Module 11: Data Labeling Project

Create an Azure Machine Learning data labeling project

A common task when developing a custom object detection model is the need to process unlabeled image data so that it can be converted to a labeled dataset for model training and validation purposes. Unlabeled data often features various samples that reflect the type of data that would be captured at the site where the object detection model is to be employed. This data could include subtle transformations, for example, introduction of "noise" into the image data to produce a more robust training set. Azure Machine Learning Data Tools in Azure Machine Learning studio allow teams to manage their collections of unlabeled data into labeled datasets that accommodate the classes that would be detected by the trained object detection model.

Create an Azure Machine Learning data labeling project

If you haven't already launched the Azure Machine Learning studio from the Machine Learning Overview mentioned at the end of the previous section, sign in to Azure Machine Learning studio now, and select your workspace.
On the left-hand pane, locate the Manage section and select Data Labeling.
On the resulting screen, select + Create.
Under the Project details section, give your project a name that is specific to the particular detection task at hand and select Object Identification (Bounding Box) from the menu, then select Next.
In the Add workforce (optional) screen, we'll leave the option disabled and select Next to continue.
When prompted to Select or create dataset choose + Create dataset and select the From datastore option.
Give your new dataset the unique name, for example, sodaObjects that reflects the images captured in support of the detection task and select Next.
Under Datastore selection, choose the datastore name that you added previously, which contains the untagged image data. Here, you can also provide a wildcard path if you wish to pull only images from specified partitions. If you wish to pull all images from the container, enter / as the path and select Next.
Confirm details about your new dataset and select Create.
Choose the newly created dataset, then select Next.
You'll be prompted to Enable incremental refresh at regular intervals. This feature will automatically add newly captured images to your data labeling project. Enable this option as shown, then select Next.
On the next panel, add label classes for all objects or defects you wish to detect - include positive and negative classes here.
You may optionally add labeling instructions in the following section, we'll leave this section empty and select Next.
You can optionally use ML assisted labeling which will accelerate your data labeling process, particularly as more data is captured. For this Learning Module, we won’t be using this option. Disable the option as shown then select Create project.

Label images with Azure Machine Learning data labeling tools

We're now ready to begin working with our newly created Azure Machine Learning Data Labeling project. To prepare our images for training an object detection model, we'll need to label our image data appropriately. This task will involve drawing a bounding box around the objects of interest in our dataset, which will be stored as metadata. This metadata will then be referenced during training to allow us to gauge the accuracy of our model as it is trained over time. The accuracy of our model is verified by referencing our labeled image data to determine that detected objects are being identified within the regions we've defined.

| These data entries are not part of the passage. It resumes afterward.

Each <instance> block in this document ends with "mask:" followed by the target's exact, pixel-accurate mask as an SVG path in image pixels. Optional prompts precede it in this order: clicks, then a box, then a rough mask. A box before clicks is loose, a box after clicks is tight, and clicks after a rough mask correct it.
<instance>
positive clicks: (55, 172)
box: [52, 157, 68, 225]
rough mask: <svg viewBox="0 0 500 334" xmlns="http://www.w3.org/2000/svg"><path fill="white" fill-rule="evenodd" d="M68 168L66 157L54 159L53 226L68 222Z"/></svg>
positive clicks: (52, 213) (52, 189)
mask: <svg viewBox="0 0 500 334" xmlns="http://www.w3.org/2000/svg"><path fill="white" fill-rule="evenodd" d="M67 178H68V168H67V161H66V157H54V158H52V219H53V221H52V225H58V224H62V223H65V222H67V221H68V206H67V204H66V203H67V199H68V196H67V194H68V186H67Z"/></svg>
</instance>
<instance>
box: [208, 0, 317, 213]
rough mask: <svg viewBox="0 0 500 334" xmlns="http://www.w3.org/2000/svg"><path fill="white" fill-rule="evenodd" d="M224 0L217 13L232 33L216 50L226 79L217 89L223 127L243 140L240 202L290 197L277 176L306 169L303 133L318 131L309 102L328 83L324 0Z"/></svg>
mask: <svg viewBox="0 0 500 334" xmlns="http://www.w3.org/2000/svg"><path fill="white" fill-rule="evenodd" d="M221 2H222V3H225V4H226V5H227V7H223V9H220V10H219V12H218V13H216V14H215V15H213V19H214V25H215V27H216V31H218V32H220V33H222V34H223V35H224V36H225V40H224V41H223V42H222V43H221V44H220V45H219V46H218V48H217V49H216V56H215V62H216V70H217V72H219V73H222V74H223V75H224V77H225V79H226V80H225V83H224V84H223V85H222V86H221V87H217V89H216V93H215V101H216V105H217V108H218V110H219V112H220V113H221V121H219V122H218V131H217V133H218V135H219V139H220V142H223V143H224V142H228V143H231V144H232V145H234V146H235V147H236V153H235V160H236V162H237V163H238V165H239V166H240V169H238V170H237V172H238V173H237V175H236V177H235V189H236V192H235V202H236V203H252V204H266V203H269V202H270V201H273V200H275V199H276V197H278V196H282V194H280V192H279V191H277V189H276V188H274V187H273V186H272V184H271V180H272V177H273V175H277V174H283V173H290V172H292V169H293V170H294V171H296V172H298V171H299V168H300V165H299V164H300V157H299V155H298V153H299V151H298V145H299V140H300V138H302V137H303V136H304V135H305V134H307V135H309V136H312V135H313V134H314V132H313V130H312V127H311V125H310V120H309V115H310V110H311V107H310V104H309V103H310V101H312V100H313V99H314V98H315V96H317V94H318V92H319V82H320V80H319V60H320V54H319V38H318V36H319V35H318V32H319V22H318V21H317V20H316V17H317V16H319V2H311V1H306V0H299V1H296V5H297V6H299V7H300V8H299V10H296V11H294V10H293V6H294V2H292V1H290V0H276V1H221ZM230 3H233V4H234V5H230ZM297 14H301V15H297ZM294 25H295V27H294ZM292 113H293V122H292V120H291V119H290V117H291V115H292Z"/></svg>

Label images with Azure Machine Learning data labeling tools

Navigate to your Azure Machine Learning Data Labeling project by locating the Manage section on the left-hand pane and select Data Labeling, then select your newly created project.
On the resulting screen, select the Label data button.
The previous step will open a labeling utility, which will allow you to draw bounding boxes and tag objects/defects present in your images. There are multiple keyboard shortcuts available, which can be reviewed under the Shortcut Keys panel. As you label images, select the Submit button to save the labeled image. Repeat this process to label a minimum of 10 images (10 is the minimum amount of labeled samples required by aAzure Machine Learning Studio to successfully train an object detection model in an experiment task).

Export a labeled Azure Machine Learning dataset

We'll now export our labeled dataset. This task will produce a json file stored in an Azure Blog Storage container assigned to our Azure Machine Learning studio instance. The file contains url references to the raw image data and the label metadata for each image. We'll reference this dataset later to use in model training through a Jupyter Notebook instance.

Export a labeled Azure Machine Learning dataset

After labeling all of your images (remember to label a minimum of 50 in order to prepare for training), we're now ready to export an annotation file. Navigate to the data labeling project and select Export then select Azure ML Dataset. This operation will export your image dataset as an AutoML-compatible Azure ML dataset named according to the format 'NAME_DATE_TIME'.
Select the exported dataset.
The previous step will open a screen showing the newly created dataset. Copy the name of the Dataset and store it somewhere secure and accessible on your development machine as we'll use this value in the next module of the Learning Path. In this example, the name is soda_20220329_18449.